Stopping Growth Hormone Treatment Causes Fat Buildup in Adult PWS Patients, Study Finds
Discontinuation of growth hormone (GH) therapy in adult Prader-Willi syndrome (PWS) patients causes accumulation of abdominal fat and increases levels of bad cholesterol, researchers in Japan report.
The study, “Visceral adipose tissue increases shortly after the cessation of GH therapy in adults with Prader-Willi syndrome” was published in the Endocrine Journal.
Hyperphagia, or abnormally increased hunger, is a distinct characteristic of PWS, often resulting in poor body composition and obesity. GH therapy is a standard treatment for patients with PWS, as it helps increase muscle and decrease body fat, improving the body’s overall composition.
However, GH therapy is stopped once the PWS child attains adult height. Suspending GH therapy was shown to negatively affect body composition, leading to obesity, respiratory disorders, diabetes, and other conditions.
Limited information is available on the influence of GH therapy cessation and the redistribution of body fat in PWS patients.
The Japanese researchers evaluated fat distribution in seven PWS patients who started GH therapy at a mean age of 4.1 years, and stopped receiving GH at a mean age of 18.9 years. The mean treatment duration in this population was 14.7 years. All patients received GH subcutaneously.
The height, weight, and body mass index (BMI) information for all patients was analyzed after six months and 12 months post-GH treatment cessation. Body fat distribution was measured using dual-energy X-ray absorptiometry (DEXA) and abdominal computed tomography (CT).
Results showed that the mean BMI of PWS patients analyzed six months after GH therapy discontinuation was 25 kg/m2 compared with 24.2 kg/m2 at cessation (baseline). Similarly, the percentage fat mass (%FM) significantly increased from 34.9% at baseline to 37.2% after six months.
At 12 months after GH therapy was stopped, researchers also saw a significant increase in mean fat mass (25.2 kg) compared to baseline (21.1 kg). However, weight, BMI and %FM remained unchanged.
Despite changes to body fat and BMI, lean body mass (weight minus body fat) and mineral properties of the bones did not change during both study periods, the team found.

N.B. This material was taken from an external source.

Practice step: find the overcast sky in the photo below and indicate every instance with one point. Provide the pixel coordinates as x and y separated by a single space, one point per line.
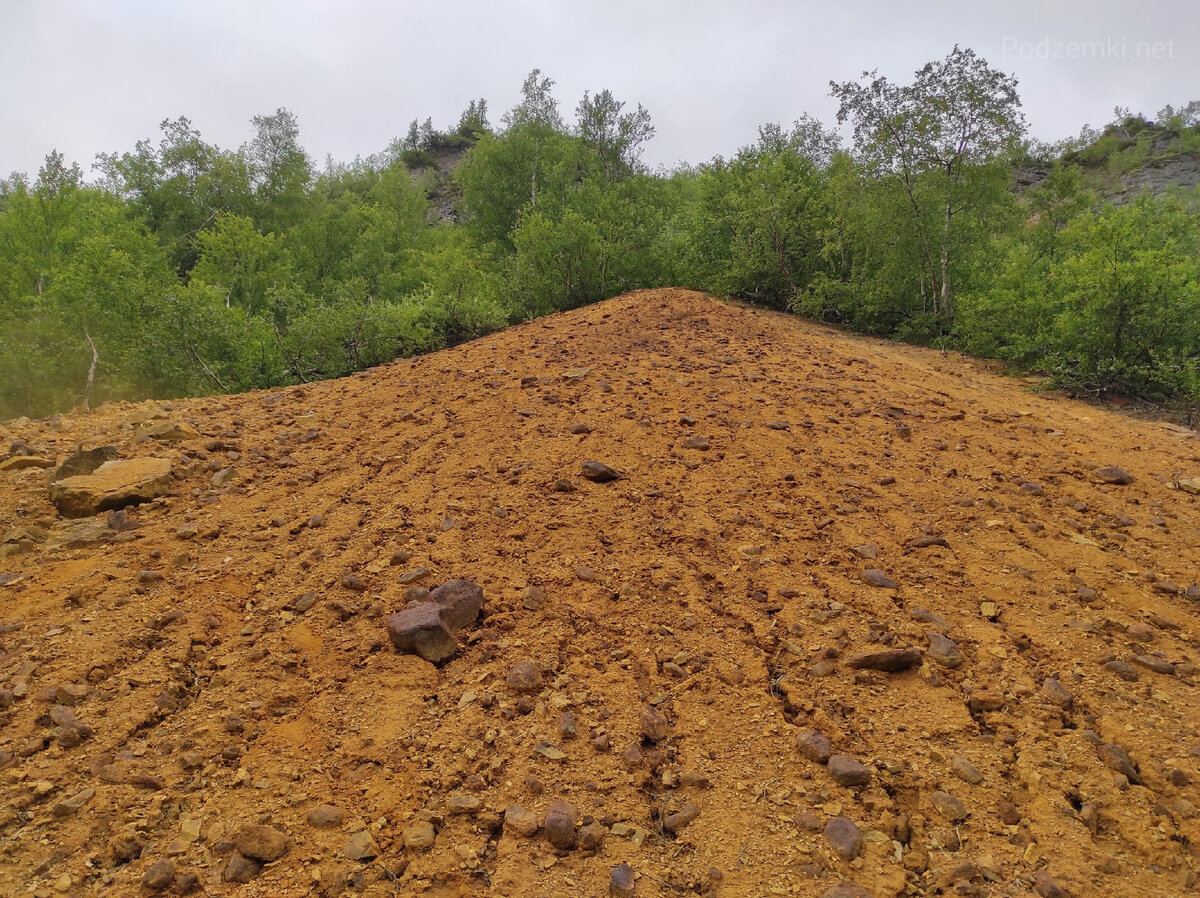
96 76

Accumulation of fat in the abdomen and internal organs (visceral adipose tissue, VAT) is known to be more harmful and contribute more to obesity than fat that accumulates beneath the skin (subcutaneous adipose tissue, SAT), researchers wrote.
Assessing the levels of VAT and SAT at both six and 12 months, researchers found a significant increase in the amount of VAT. Compared to baseline, the amount of VAT in PWS patients markedly increased after 12 months post-GH cessation — from 25.2 cm2 to 48 cm2. A similar increase was reported at six months as well.

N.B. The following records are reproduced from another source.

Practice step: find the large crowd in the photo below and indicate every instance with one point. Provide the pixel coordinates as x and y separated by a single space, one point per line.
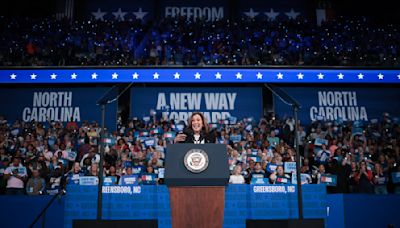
252 42
42 158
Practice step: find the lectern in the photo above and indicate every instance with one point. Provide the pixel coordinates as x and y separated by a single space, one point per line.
196 176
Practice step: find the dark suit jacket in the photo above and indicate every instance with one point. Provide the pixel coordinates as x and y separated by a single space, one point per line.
208 138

In contrast, SAT amounts did not change significantly after stopping GH therapy, thereby confirming that VAT is influenced by GH therapy.

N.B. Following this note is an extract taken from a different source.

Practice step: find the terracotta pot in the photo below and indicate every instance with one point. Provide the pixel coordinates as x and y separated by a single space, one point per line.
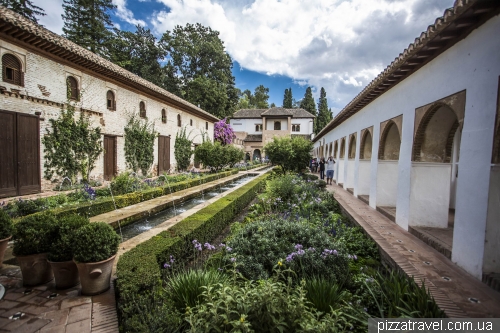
3 247
35 269
95 277
66 274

The team also analyzed cholesterol levels, and found that the levels of total cholesterol increased to 242.8 mg/dL after six months post-cessation compared to 231.2 mg/dL at baseline.
There was also a significant increase in LDL cholesterol levels (156.5 mg/dL) compared to baseline (143.3 mg/dL), whereas HDL levels remained unaltered. LDL is considered the “bad” cholesterol and contributes to obesity, while HDL is the “good” cholesterol.
Overall, the team concluded: “discontinuation of GH therapy caused rapid increases in visceral adipose tissue and LDL cholesterol levels,” they said.
“These findings indicate that continuation of GH therapy may be a therapeutic option to maintain body composition; however, further studies regarding the long-term benefits and adverse effects of GH therapy in adults with PWS are required,” the researchers added.